Sunday, August 06, 2006

FEAR & THE LIKELIHOOD OF TERROR ATTACK: Possibly defined by poll


Take a look at this poll on beliefs about terrorism. It was conducted last week by the Los Angeles Times and my mounting of it is awkward. But the percentage numbers, in columns left to right, are respectively: All, Democrats, Independents and Republicans.

The top line question -- how likely is a terrorist attack within the U.S. in the next 12 months -- is an interesting one. It coincidentally coordinates with the materials published last week on Dick Destiny blog, items facetiously referred to as news from the Doom Line. An overwhelming majority of the polled Americans (78 percent), think an attack is very or somewhat likely.

Dick Destiny blog considers itself well educated in matters of security and terrorism and if it had been asked, it would have answered, "I don't know." It's possible there will be an attack, maybe within twelve months, maybe longer. And maybe there won't be. I'm not privvy to red hot secret intelligence.

But I do see a lot of the reporting in the daily newspapers on the war on terrorism. Much of this reporting, as has been said before, is pointlessly scarey. Although it carries a patina of professionalism and reporting from the standpoint of authority, it is not illuminating. You can read it regularly and not really learn anything about the state of the war on terror. You can divine from it only that you ought to be scared. See here. Or here. Or even here! Yee-hah!

Dick Destiny blog also knows that the US government is a lot more secretive than it has to be in informing citizens about events in the war on terror. It simply doesn't tell anyone anything. It does not share information with citizens. Everything must be pried from it. Information on the improvised cyanide bomb had to be tickled from sources. Documents on alleged al Qaeda work into furthering their capabilities in bioterrorism or chemical attack had to paid for from private information/intelligence brokers, contributed by reporters, or received from a foreign government (like that of the United Kingdom).

In any case, DD blog thinks the lack of honest information from the government, coupled with the weekly doses of fear from the newsmedia, certainly contributes to the high numbers of those who think a terrorist attack is very or somewhat likely.

The second question doesn't interest DD blog so much because it splits along partisan lines.

But the third question purports to deliver attitudes on why there have been no major terrorist attacks on US soil since 9/11. One category of answer indicates there is a small core of Republicans who believe the US government's secret efforts have had something to do with it.

I can find no reason to assign belief that US government and intelligence actions have made a difference. And no reason to believe they haven't. There's simply no way to know and it goes back to the reason above.

The US government has been abysmal at substantively informing its citizens on progress or significant events in the war on terror. When it has taken on the appearance of being informative, it has resorted to inflation of threats.

And books like Ron Suskind's One Percent Doctrine: Deep Inside America's Pursuit of Its Enemies Since 9/11 don't fill the gap, either. One can get the illusion of learning something substantial about the waging of the war on terror from Suskind's book, but there are too many mistakes and exaggerations, made for the sake of storytelling, for it to be taken seriously as an informative work.

But -- anyway -- the only interesting number for question three falls under the belief: The terrorists are patient and waiting for the right time. Almost fifty percent of the polled chose it as an answer. I don't know if the terrorists are patient. Some aren't, as a number in foreign countries have demonstrated.

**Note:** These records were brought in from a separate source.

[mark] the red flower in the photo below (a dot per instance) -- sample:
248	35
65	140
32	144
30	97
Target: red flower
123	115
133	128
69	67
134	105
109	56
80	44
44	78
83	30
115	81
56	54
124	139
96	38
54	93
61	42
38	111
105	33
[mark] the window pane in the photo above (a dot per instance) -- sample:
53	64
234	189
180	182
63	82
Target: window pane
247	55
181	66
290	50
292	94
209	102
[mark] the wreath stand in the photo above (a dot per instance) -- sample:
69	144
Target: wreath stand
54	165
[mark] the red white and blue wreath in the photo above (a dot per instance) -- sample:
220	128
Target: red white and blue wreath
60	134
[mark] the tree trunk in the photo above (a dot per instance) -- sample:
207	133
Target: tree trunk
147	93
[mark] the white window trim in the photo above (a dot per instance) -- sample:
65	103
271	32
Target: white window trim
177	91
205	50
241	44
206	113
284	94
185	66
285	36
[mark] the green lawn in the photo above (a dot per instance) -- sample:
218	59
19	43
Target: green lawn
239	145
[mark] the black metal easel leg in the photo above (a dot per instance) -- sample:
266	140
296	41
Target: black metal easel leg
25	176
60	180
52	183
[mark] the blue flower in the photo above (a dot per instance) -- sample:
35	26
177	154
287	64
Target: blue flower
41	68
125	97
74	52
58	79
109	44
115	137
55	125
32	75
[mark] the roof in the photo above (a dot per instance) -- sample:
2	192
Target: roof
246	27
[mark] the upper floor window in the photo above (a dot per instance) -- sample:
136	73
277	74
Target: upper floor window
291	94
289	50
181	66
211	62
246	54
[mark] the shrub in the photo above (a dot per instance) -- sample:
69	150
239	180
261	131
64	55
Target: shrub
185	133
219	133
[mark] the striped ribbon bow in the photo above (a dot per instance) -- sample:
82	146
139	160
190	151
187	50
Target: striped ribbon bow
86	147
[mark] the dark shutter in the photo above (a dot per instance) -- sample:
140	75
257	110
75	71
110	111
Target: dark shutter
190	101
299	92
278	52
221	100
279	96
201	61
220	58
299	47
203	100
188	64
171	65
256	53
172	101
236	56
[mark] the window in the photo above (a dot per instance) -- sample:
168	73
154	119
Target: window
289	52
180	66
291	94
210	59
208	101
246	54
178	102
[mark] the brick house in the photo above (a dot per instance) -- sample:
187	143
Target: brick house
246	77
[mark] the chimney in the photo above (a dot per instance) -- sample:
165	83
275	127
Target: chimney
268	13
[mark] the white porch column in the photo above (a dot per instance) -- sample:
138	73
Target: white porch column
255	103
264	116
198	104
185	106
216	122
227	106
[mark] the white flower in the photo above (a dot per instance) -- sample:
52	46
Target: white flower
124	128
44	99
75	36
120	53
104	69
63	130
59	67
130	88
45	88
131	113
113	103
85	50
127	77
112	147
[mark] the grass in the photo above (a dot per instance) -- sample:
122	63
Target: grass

But since the standard weekly media wisdom has been that terrorists are capable of anything, that they're relentlessly crafty and plotting, it is not unreasonable to think that the communication of this idea has been effective and central to the forming of the opinion.


Another item of interest concerning beliefs and hunches, perhaps stupid ones, comes by way of Kevin Drum's blog a little bit ago.

ISRAEL AND LEBANON....The conventional wisdom
about Israel's campaign in Lebanon is that it's been a strategic failure. They went in assuming they could substantially destroy Hezbollah's military capability with an air campaign, and when that failed they were forced into a costly ground campaign followed by a belated realization . . .
I read the Los Angeles Times daily and haven't gotten the impression of "strategic failure." Or that the ground campaign has been, so far, particularly costly.

When Dick Destiny blog thinks costly, the Marines storming Tarawa in World War II comes to mind. A US cruiser force going to the bottom off Savo Island in one night was costly. Or Wehrmacht/Russian slugfests on the eastern front. They tended toward costly.

But this is what one gets, I suppose, when people formulating the opinions on military operations would not think of turning to a bookshelf stocked with some materials on the same. If they did, they might look to historical instances of mixed army/infantry assaults along a very narrow frontier into an area defended by an organized fanatical enemy that has had a long time to dig in, familiarize itself with the landscape and stockpile arms. Were they to do so, they would find that IDF vs. Hezbollah south of the Litani is, as yet, on the tepid side of the list.